Ideally, teachers should identify words that students will encounter across curriculum (Tier II words) and teach these words in depth and/or reinforce their meaning. Content specific vocabulary, particularly those words related to science and math curriculum are less transferable to other subjects, but often relate to other vocabulary in the subject.
The Key to Vocabulary Routine
- Preview for difficult material
- Identify problematic words, phrases, figurative language
- Generate previewing list
- Provide background knowledge about words to aid in comprehension when reading
- Use activities that connect background knowledge about the words to background knowledge and related words
- Semantic Mapping
- Semantic Feature Analysis
- Select specific words to teach in depth
- identify a small set of keywords
- teach all aspects of the words
- develop user friendly definitions
- Identify opportunities to teach word learning strategies
- use of context to determine word meaning
- use of word parts to determine word meaning
Promote word consciousness (Sedita 2013)
One method of measuring student familiarity with vocabulary is to provide them with a list of words from their literature or text and have them rate their level of understanding, see example below.

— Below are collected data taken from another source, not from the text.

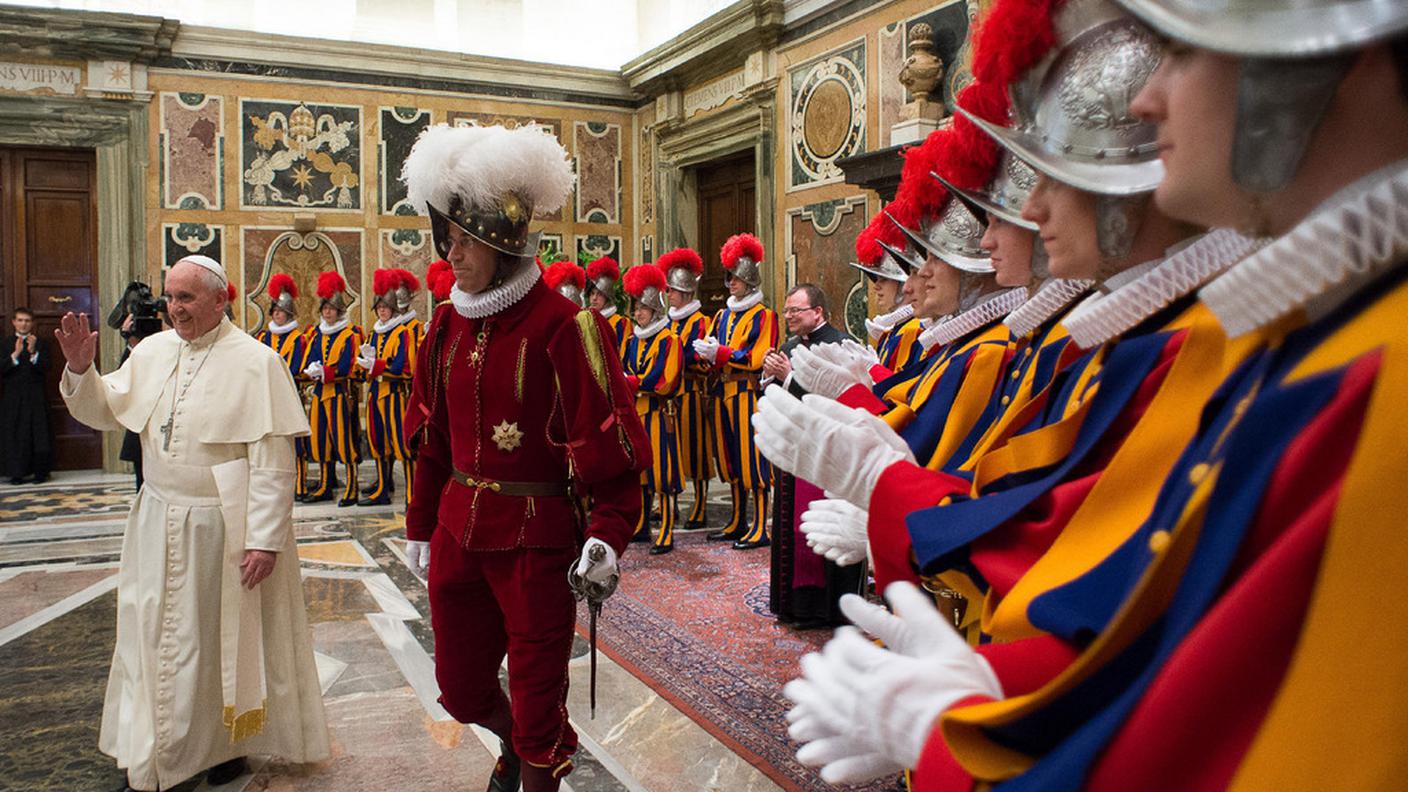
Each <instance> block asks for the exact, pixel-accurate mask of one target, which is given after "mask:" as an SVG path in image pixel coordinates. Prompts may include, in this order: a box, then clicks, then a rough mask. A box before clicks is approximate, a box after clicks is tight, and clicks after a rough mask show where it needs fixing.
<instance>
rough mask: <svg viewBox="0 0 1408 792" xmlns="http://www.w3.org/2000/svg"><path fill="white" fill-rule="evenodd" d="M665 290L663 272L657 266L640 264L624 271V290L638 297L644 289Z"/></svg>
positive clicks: (640, 294)
mask: <svg viewBox="0 0 1408 792" xmlns="http://www.w3.org/2000/svg"><path fill="white" fill-rule="evenodd" d="M650 287H653V289H658V290H660V292H663V290H665V273H663V272H660V269H659V268H655V266H650V265H648V264H641V265H636V266H632V268H631V269H627V271H625V292H627V293H628V295H631V296H632V297H639V296H641V295H643V293H645V290H646V289H650Z"/></svg>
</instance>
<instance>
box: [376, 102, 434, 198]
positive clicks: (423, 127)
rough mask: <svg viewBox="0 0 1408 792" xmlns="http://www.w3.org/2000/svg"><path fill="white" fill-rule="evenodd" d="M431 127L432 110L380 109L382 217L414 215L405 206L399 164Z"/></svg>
mask: <svg viewBox="0 0 1408 792" xmlns="http://www.w3.org/2000/svg"><path fill="white" fill-rule="evenodd" d="M429 125H431V111H429V110H422V109H420V107H382V124H380V140H379V141H377V149H379V151H377V155H379V156H377V175H379V176H380V183H379V187H380V189H379V190H377V194H379V196H380V204H382V214H415V209H413V207H411V206H410V204H407V203H406V185H404V183H403V182H401V165H403V163H404V162H406V155H407V154H410V152H411V147H413V145H415V138H417V137H420V134H421V131H422V130H425V127H429Z"/></svg>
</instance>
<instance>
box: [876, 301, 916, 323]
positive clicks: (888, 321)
mask: <svg viewBox="0 0 1408 792" xmlns="http://www.w3.org/2000/svg"><path fill="white" fill-rule="evenodd" d="M911 316H914V303H905V304H903V306H900V307H897V309H894V310H893V311H890V313H883V314H880V316H877V317H874V318H872V320H870V321H872V323H873V324H876V326H877V327H880V328H881V330H894V328H895V326H897V324H900V323H903V321H908V320H910V317H911Z"/></svg>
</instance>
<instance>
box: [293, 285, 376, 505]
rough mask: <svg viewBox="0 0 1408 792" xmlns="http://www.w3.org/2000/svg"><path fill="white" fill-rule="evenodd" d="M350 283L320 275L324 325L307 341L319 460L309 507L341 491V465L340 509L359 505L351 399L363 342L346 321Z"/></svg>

Creating templates using two column note format can be a thoughtful way to have students learn and record vocabulary.
Make sure that the definitions that students are given do not create further obstacles to their understanding. Using different sentence frames for each part of speech can be a helpful method of simplifying the definition and providing consistency:
Noun: A ____________ is a ____________ such as _____________________.
Verb: To ____________ is to ______________such as ___________________.
Adjective: To be __________ is to be ___________ such as ________________.
Remember, students learn best when provided with multiple opportunities to interact with new vocabulary. Activities such as having them write their own sentences, sort words into categories, create their own illustrations and rank words are just a few of the options available.